So far you received multiple advices most of which state that linear search makes no sense on sorted data, when binary search will work much more efficiently instead. This often happens to be one of those popular "sounds right" assertions made by people who don't care to give the problem too much thought. In reality, if you consider the bigger picture, given the right circumstances, linear search can be much more efficient than binary search.
Note, that if we consider a single search query for a sorted array, binary search is significantly more efficient method than linear search. There's no argument about that. Also, when you perform multiple completely random queries to the same data binary search still wins over linear search.
However, the picture begins to change if the queries are not exactly random. Imagine that queries arrive in sorted order, i.e. each next query is for a higher value than the previous query. I.e. the queries are also sorted. BTW, they don't have to be globally and strictly sorted, from time to time the query sequence might get "reset", i.e. a low value is queried, but on average the consequent queries should arrive in increasing order. In other words, the queries arrive in series, each series sorted in ascending order. In this case, if the average length of the series is comparable to the length of your array, linear search will outperform binary search by a huge margin. However, to take advantage of this situation, you have to implement your search in incremental manner. It is simple: if the next query is greater than the previous one, you don't need to start the search from the beginning of the array. Instead, you can search from the point where the previous search stopped. The most simplistic implementation (just to illustrate the idea) might look as follows
static int linear(const int *arr, int n, int key)
{
static int previous_key = INT_MIN;
static int previous_i = 0;
i = key >= previous_key ? previous_i : 0;
while (i < n) {
if (arr[i] >= key)
break;
++i;
}
previous_key = key;
previous_i = i;
return i;
}
(Disclaimer: the above implementation is terribly ugly for the obvious reason that the array is arriving from outside as a parameter, while the previous search state is stored internally. Of course, this is wrong way to do it in practice. But again, the above is intended to illustrate the idea and no more).
Note, that the complexity of processing each series of ordered queries using the above approach is always O(N)
, regardless of the length of the series. Using the binary search, the complexity would be O(M * log N)
. So, for obvious reasons when M
is close to N
, i.e. queries arrive in sufficiently long ordered series, the above linear search will significantly outperform binary search, while for small M
the binary search will win.
Also, even if the ordered series of queries are not very long, the above modification might still give you a noticeable improvement in search performance, considering that you have to use linear search.
P.S. As an additional piece of information about the structure of the problem:
When you need to perform the search in an ordered array of length N
and you know in advance that the queries will arrive in ordered series of [approximate, average] length M
, the optimal algorithm will look as follows
- Calculate the stride value
S = [N/M]
. It might also make sense to "snap" the value of S
to the [nearest] power of 2. Think of your sorted array as a sequence of blocks of length S
- S-blocks.
- After receiving a query, perform incremental linear search for the S-block that potentially contains the queried value, i.e. it is an ordinary linear search with stride
S
(of course, remember to start from the block where the previous search left off).
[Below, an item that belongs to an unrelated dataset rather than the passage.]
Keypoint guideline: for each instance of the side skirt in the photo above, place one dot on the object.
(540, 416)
- After finding the S-block, perform the binary search within the S-block for the queried value.
The above is the most optimal incremental search algorithm possible, in a sense that it achieves the theoretical limit on the asymptotic efficiency of repetitive search. Note, that if the value of M
is much smaller then N
, the algorithm "automatically" shifts itself towards binary search, while when M
gets close to N
the algorithm "automatically" favors linear search. The latter makes sense because in such environment linear search is significantly more efficient than binary search.
This all is just to illustrate the fact that blanket statements like "linear search on a sorted array is always useless" indicate nothing else than lack of knowledge on the part of those who make such statements.